Sony may be winding up production of its cassette tape players this month, but the firm is nevertheless going back in time to kickstart another retro media format.
The company has just released a production studio for partially-animated .gifs, catering to the growing appreciation of the lo-fi graphics format.
Motiongraph is a mobile app, made by Sony Digital Network Applications Inc., that lets Android camera-phone users rub to easily isolate moving parts of images, freezing non-moving components that otherwise would increase file sizes. And it includes a feature to turn repeating sequences in to loops.
Many users initially discovered animated .gifs as their first experience of moving imagery on the web in the mid- to late-90s, later surpassed by embedded, fully-moving videos.
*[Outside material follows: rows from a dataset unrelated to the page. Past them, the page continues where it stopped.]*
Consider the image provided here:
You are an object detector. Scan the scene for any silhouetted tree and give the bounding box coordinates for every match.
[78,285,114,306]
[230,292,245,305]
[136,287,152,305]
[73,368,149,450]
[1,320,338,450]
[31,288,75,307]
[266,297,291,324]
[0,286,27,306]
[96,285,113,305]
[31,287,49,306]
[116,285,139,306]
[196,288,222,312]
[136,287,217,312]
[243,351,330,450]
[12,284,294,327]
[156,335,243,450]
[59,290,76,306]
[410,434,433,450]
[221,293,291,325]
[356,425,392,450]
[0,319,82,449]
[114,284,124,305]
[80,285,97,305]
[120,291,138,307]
But recent re-popularisation by users especially of Tumblr has led to a resurgence in the format. For instance, The Guardian “live-giffed” October’s US presidential election debates, a .gif exhibition was recently held at Internet Week Europe while a high-brow art competition was held for practitioners in the often-comedic format, judged by notable artists.
Sony’s Motiongraph is just one of several apps recently launched to help more consumers make their own. Gifbrewery is one of the desktop creators. Cinemagram, Loopcam, GifBoom and GifCam are some of the more notable consumer apps. Like them, it is also a self-contained, Instagram-like consumer service, displaying mobile uploads from other users.
But the arrival of Sony in the space suggests further validation of the format from a giant that is used to defining formats and making media production software for professionals. If Motiongraph is bundled with Sony’s Xperia handset line-up, many more people may soon be publishing these curious, retrograde animations online.